My question is this, has anyone gone thru the same experience? Wendy, I know you have when you left the club.


----------



## spoons (Nov 10, 2000)

You deserve a breather.
Good Luck in your new environment and new ventures.


----------



## cape chef (Jul 31, 2000)

Good luck angrychef.

If you can......relax and enjoy the aroma of someone elses pastry baking until you have had the oppurtunity to relish your family.


----------



## momoreg (Mar 4, 2000)

I left my job last August, with no plan in sight for the future. I just knew that after 19 years of working in pastry kitchens, I was overworked, underpaid, and unfulfilled. Well, the day after I left my job (surprise!) I got pregnant, which totally changed my focus. I now have a baby, and a part time job, along with freelance work, and I so treasure my time with the baby, but also the time AWAY from home. Somehow, I value my work more now than before. I think it's not only the change of scenery and co-workers, but also the change in attitude and outlook. 

My present job provides me with just enough work to keep my hands and mind in my career, without getting caught up in 12+ hour days, or insane pressure. I consider myself very fortunate to be able to do this, and to have a spouse who is behind me all the way!!

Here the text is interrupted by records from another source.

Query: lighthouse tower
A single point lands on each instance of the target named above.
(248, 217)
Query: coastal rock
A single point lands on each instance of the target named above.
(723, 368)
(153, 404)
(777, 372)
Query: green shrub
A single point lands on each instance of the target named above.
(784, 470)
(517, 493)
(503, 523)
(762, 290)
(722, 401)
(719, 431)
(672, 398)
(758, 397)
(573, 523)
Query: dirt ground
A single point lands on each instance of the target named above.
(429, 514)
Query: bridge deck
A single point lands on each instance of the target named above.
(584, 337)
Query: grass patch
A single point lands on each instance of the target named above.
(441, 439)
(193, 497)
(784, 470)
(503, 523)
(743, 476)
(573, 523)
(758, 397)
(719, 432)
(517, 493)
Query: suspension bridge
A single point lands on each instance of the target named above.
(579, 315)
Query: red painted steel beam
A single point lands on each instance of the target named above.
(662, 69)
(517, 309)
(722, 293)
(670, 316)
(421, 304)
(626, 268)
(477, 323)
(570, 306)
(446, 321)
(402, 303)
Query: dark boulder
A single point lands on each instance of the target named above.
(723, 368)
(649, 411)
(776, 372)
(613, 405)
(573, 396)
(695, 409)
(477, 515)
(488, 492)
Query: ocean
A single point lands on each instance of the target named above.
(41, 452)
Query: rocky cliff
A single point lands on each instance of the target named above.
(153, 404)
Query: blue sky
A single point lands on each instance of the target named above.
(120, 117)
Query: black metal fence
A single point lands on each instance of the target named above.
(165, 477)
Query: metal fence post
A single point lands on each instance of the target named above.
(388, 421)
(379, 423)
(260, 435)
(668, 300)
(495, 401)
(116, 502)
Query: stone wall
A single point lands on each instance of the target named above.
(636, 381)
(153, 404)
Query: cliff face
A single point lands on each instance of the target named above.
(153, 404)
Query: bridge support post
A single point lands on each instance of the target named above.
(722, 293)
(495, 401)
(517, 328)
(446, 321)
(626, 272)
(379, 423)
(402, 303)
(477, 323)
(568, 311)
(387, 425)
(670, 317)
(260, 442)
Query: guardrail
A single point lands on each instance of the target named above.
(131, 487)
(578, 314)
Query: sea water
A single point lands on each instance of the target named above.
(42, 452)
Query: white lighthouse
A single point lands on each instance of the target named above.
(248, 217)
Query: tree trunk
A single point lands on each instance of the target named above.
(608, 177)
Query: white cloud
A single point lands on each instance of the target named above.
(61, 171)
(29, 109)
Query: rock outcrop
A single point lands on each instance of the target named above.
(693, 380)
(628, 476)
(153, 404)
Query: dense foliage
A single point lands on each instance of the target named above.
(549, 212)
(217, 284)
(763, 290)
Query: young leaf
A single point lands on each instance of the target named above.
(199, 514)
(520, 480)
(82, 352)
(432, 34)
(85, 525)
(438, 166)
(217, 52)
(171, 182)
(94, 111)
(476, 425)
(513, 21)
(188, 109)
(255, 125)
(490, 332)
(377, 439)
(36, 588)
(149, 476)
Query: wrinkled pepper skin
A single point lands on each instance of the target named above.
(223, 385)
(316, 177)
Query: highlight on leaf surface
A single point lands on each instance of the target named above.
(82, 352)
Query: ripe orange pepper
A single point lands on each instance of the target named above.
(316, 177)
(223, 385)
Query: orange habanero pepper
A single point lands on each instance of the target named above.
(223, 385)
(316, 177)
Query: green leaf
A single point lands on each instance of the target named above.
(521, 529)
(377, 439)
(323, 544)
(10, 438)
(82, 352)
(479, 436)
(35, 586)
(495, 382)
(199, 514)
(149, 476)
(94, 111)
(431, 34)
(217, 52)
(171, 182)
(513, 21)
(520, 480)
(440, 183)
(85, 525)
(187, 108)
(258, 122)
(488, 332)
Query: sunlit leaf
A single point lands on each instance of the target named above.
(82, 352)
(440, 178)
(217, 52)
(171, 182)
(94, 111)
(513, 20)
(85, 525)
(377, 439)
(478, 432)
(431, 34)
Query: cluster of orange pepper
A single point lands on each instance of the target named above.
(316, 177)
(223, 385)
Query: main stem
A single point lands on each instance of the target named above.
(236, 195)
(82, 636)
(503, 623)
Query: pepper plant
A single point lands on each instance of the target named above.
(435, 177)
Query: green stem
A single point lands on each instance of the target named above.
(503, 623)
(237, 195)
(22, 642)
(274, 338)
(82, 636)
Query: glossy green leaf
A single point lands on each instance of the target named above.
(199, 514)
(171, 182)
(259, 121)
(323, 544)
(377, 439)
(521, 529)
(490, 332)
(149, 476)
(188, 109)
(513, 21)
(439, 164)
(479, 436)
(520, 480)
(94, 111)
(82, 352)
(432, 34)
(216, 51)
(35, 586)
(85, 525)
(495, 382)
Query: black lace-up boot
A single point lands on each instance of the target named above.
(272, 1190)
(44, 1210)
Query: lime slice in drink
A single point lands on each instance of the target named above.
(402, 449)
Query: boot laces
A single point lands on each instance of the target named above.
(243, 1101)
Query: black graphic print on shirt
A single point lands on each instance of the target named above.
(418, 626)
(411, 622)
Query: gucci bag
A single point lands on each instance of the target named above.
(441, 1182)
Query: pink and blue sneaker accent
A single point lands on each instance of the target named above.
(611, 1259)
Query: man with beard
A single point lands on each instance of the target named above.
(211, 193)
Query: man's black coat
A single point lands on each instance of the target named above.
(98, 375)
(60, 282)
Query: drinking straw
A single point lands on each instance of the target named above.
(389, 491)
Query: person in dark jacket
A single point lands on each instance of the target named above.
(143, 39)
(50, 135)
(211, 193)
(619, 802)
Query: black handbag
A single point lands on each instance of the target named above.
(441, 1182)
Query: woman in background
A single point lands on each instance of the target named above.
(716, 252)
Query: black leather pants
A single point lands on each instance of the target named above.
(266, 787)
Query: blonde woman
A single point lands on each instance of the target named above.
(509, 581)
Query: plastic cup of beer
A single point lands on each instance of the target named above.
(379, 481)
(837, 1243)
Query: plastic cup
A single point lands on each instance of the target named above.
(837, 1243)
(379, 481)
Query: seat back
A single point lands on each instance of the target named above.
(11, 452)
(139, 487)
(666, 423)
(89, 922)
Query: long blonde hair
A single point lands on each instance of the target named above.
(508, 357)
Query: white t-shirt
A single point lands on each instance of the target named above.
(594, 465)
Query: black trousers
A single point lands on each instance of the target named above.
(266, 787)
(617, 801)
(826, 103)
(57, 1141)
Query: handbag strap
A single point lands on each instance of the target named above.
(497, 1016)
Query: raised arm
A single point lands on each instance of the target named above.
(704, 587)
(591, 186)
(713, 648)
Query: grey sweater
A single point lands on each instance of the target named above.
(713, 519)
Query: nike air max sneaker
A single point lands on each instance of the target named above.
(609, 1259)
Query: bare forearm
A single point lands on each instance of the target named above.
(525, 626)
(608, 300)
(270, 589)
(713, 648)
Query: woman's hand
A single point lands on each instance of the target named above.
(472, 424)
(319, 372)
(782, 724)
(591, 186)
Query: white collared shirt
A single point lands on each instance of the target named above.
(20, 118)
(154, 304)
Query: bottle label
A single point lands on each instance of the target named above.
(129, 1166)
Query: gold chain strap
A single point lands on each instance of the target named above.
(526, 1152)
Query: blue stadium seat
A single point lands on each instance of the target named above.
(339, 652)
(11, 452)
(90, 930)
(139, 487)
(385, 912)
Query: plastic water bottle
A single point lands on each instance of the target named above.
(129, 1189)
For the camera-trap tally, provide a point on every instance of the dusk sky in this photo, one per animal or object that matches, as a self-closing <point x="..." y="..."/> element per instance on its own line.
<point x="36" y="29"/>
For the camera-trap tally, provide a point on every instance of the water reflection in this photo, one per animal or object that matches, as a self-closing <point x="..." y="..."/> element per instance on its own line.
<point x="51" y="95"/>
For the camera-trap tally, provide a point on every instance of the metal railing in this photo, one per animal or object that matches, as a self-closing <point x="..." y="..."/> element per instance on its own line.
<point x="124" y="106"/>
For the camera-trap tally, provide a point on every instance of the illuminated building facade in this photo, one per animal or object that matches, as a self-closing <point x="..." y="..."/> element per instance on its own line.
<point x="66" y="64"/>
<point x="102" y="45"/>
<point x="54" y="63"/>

I hope you relish your time off, and somehow find what you really are seeking. Something tells me you will.


----------



## angrychef (Jan 15, 2001)

momoreg, that's exactly the way I feel, and that's why moving to Seattle seems like the right decision for both of us. Time to just step away and recheck what we want to do. 
Thank you cape chef and spoons, for your kind words. I'm very excited about this opportunity ---and will make sure to stop and smell the coffee(maybe something other than Starbucks!).


----------



## marmalady (Apr 19, 2001)

Know how you feel, angrychef - we're moving back to South Carolina from New Jersey sometime in the spring (as soon as the house sells!). Hubbie and I are both tired of the rat race and are looking for employment where we can slow down a little and enjoy life a little fuller.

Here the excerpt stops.